Who remembers the TV show Mister Ed? It was a sitcom back on the sixties based around a talking horse. When Mister Ed was first filmed, the producers had a very expensive problem. The horse cast as Mister Ed refused to perform on cue (if it performed at all), resulting in large bills for additional training and wasted footage.
The producers of the show were ready to throw in the towel and write off the venture when one of Mister Ed’s trainers came up with a solution: a nearby animal park had a trained zebra that was being used in live shows for the park’s daily tour visitors. The zebra (a female, called "Amelia") was trained to perform many of the same actions (e.g., opening and closing its mouth, stamping its feet on cue) required in the Mr. Ed role, and the animal park lent her out for a few days’ filming.
Amelia worked out fantastically well, exceeding everyone’s expectations, and the pilot was quickly wrapped up and sold to the syndication market. The producers made a generous donation to the animal park in exchange for continued use of Amelia, and she appeared in all the syndicated episodes as well as all the shows comprising the series’ entire five-year run.
The show’s premise, of course, called for a talking horse, not a zebra. The producers felt the concept was already absurd enough without stretching credulity by having to explain why someone would have left a zebra (let alone a talking one) at a country house, so they chose not to explain it at all. They stuck with the original premise instead: Mister Ed was always referred to as a "horse," and since the series was filmed in black and white, the viewing audience couldn’t tell the difference.
[At this stage I put up on OHP a picture of Mr Ed and a zebra. These pictures were entitled ‘How Mr Ed looks on Black and White TV’ and ‘How Mr Ed looks on colour TV.’ The pictures were taken from the Urban Legends web site, referred to later]
(The difficulty in resolving closely integrated black and white images on non-colour television receivers was one of the primary reasons AFL games were not regularly televised until the mid-1970s, when sales of colour TV sets started to outstrip those of black-and-white models. When black-and-white television predominated in the nation’s living rooms, viewers often complained because they couldn’t tell Geelong, Collingwood or North Melbourne players apart from the umpires. Likewise, Johnny Cash’s famous televised live concert performance at California’s Folsom Prison in January 1968 proved disastrous when several inmates wearing the traditional black and white prisoner’s garb slipped unnoticed past guards, who had been provided only black and white monitors with which to view the proceedings.)
Zebras are noticeably smaller than horses, so the set used for Mister Ed’s stable was built three quarter size so Mister Ed would appear larger than he really was. This gimmick also helped to mask the fact that Alan Young, the series’ star, was only a diminutive 5’4" tall.
Since a zebra’s gait is distinctively different than a horse’s, the rare episodes that called for scenes of Mister Ed running were filmed in long shots using real horses.
The substitution was an open secret around the industry, however, and continual sly references to zebras were worked into the show.
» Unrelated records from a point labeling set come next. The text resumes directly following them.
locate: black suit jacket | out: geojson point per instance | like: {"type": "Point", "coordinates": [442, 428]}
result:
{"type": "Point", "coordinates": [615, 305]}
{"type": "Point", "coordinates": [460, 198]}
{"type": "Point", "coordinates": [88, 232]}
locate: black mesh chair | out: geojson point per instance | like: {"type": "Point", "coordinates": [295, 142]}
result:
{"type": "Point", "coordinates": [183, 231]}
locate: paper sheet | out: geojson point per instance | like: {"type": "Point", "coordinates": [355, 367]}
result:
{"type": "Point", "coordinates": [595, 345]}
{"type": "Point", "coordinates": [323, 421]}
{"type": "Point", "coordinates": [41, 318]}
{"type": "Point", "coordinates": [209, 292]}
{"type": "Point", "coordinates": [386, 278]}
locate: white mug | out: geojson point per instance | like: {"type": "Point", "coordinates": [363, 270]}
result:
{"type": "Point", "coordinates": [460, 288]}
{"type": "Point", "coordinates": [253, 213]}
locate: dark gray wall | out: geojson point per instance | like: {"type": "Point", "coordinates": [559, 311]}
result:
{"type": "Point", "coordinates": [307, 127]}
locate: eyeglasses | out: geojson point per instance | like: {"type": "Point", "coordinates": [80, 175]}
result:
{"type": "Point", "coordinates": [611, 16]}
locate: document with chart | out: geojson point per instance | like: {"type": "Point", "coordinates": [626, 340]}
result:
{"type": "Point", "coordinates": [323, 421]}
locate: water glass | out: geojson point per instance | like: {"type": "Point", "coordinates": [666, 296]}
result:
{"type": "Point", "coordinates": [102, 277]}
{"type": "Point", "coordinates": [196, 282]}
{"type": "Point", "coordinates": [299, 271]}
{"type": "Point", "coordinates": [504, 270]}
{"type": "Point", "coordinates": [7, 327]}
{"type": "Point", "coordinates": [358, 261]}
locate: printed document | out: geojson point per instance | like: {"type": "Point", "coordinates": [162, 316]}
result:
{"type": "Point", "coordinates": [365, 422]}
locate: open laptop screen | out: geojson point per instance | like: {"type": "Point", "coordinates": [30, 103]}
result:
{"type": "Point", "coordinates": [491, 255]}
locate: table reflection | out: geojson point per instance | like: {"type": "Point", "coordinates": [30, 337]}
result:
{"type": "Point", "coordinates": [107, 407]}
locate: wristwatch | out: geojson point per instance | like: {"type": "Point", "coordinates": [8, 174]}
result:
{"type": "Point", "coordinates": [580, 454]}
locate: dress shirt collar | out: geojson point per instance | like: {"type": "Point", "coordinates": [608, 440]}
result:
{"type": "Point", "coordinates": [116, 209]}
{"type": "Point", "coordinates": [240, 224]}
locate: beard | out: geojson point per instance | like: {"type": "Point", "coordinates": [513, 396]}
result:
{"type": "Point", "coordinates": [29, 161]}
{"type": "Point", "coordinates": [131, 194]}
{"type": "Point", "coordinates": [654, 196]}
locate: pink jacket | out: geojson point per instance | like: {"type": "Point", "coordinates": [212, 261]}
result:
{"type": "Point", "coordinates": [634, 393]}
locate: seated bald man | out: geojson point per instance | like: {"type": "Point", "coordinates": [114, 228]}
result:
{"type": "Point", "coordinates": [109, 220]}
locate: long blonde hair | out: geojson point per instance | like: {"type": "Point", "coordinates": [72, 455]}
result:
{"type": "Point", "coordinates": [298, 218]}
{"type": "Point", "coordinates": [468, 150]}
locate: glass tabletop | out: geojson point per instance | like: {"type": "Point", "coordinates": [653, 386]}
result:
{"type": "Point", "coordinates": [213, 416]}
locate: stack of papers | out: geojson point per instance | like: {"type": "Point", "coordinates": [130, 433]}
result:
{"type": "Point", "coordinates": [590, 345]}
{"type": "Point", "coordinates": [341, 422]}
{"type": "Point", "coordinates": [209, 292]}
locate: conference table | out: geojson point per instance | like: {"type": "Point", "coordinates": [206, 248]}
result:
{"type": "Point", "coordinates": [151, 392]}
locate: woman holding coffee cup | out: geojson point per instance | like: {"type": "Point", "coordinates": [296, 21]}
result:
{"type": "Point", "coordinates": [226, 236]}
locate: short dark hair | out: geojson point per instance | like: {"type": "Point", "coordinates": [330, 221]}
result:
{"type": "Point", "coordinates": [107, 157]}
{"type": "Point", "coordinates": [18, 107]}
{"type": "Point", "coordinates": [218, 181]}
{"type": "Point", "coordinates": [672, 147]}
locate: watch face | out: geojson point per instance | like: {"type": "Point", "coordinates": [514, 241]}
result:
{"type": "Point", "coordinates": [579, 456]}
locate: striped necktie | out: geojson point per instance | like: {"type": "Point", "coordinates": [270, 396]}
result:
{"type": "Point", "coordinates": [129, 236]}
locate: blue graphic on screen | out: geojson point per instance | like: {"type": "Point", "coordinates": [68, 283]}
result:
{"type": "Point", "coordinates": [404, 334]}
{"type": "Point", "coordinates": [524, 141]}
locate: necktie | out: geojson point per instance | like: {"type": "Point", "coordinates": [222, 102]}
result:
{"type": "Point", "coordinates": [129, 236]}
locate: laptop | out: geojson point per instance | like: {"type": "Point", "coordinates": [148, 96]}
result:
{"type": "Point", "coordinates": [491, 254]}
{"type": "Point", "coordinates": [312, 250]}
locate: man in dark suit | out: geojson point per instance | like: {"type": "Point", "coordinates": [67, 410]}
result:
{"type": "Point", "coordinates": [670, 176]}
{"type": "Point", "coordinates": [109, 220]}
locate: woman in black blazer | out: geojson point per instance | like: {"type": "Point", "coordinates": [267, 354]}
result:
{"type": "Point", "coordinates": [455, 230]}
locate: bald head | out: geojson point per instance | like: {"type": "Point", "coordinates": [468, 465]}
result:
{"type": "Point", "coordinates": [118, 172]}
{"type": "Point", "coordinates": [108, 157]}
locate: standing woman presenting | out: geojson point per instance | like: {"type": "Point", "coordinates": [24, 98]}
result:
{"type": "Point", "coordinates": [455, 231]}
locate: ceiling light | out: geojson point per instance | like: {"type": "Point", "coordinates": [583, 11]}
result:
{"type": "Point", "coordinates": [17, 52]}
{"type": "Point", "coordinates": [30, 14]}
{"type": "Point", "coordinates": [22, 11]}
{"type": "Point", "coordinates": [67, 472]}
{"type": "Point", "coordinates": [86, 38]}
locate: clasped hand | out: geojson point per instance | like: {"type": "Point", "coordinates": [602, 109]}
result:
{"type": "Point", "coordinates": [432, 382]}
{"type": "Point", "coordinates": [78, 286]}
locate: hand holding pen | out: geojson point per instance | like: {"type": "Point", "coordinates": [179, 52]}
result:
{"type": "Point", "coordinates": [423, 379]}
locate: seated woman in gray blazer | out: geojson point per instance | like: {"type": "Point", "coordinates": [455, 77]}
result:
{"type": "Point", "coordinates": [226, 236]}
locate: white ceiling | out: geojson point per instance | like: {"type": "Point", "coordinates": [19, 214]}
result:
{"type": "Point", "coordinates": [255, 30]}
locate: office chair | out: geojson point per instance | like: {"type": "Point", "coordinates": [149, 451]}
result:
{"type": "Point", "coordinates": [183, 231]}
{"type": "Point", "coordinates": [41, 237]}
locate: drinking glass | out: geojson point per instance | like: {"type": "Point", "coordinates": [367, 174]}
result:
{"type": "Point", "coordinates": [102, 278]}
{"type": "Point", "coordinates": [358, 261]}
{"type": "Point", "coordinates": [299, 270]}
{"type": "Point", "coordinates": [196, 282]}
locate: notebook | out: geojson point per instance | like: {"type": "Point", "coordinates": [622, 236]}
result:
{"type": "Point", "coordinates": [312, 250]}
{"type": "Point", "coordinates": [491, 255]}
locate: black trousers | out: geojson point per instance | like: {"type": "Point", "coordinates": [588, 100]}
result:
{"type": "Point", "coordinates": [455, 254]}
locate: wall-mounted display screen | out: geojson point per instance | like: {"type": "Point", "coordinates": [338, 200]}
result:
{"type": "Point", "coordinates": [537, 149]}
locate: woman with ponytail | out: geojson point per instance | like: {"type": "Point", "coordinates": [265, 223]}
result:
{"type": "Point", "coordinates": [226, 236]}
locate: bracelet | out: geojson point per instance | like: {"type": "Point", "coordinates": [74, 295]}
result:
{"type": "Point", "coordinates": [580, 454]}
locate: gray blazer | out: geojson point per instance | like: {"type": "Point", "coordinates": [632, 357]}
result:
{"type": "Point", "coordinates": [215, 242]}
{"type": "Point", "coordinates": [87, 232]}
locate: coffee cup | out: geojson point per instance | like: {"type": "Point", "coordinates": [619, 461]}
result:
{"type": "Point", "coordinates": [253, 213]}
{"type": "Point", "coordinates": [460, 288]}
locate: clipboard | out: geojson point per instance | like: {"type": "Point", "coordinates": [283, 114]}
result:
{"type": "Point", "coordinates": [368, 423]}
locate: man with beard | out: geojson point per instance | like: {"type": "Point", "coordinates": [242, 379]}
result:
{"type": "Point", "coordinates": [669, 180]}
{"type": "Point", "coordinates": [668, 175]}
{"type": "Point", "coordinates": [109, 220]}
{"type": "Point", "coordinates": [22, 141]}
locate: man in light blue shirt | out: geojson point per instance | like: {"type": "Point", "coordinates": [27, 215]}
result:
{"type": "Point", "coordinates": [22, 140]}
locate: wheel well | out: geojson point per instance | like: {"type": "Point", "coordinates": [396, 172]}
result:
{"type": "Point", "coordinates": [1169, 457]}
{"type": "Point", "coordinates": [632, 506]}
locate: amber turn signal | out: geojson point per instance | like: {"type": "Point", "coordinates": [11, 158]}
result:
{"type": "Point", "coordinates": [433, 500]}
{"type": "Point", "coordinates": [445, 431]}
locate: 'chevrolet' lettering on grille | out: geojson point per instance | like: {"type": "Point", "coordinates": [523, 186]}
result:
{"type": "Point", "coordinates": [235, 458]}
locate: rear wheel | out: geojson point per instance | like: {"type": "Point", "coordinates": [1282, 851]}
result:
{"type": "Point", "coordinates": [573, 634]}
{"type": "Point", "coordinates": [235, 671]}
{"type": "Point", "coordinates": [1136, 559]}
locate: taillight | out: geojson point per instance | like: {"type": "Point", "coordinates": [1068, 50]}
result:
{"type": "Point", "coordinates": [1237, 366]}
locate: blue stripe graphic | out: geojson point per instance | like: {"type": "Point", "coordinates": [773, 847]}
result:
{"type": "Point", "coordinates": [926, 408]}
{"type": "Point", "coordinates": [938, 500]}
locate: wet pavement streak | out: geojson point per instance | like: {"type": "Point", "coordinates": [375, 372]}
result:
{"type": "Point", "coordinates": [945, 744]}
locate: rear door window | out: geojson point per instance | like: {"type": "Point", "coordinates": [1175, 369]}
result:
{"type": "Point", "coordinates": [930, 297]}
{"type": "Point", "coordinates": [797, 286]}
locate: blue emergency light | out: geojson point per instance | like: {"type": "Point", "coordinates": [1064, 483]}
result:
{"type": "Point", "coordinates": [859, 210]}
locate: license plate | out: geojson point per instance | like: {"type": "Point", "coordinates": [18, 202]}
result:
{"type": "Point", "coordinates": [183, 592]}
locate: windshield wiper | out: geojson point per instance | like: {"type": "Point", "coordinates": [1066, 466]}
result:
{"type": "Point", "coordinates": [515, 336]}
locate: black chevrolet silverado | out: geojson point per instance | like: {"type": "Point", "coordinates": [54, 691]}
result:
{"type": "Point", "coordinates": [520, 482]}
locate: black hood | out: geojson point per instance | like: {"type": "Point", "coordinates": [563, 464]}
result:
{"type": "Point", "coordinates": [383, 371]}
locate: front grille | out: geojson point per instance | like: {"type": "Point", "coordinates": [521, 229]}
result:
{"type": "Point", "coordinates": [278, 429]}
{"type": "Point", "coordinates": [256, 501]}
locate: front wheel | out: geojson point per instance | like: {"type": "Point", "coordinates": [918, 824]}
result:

In fact, for a joke there was an episode made in which Mr Ed pretends to be a zebra. Ed ran away to the zoo, leaned up against a newly-painted black fence, and hey presto! (Ironically, the photography crew actually had to shoot Ed’s "zebra" scenes for that episode in colour and then convert them back to black-and-white in order to make Mister Ed appear as a zebra to the audience!)
[This information is taken from the Urban Legends Reference Page at www.snopes.com/lost/mistered.asp]
****Oh dear. Who didn’t turn on their bulldust filters?****
Okay. Let’s ask the question again. True or false: The animal who played the part of Mr Ed was, in fact, a zebra.
It’s interesting how many people changed their vote then! Why did you do that?
In actual fact, the whole story about Mr Ed being a zebra is an urban legend—it’s not true! There were one or two times when zebras were used in the show, but the vast majority of Mr Ed’s filming involved a Palomino known as Bamboo Harvester.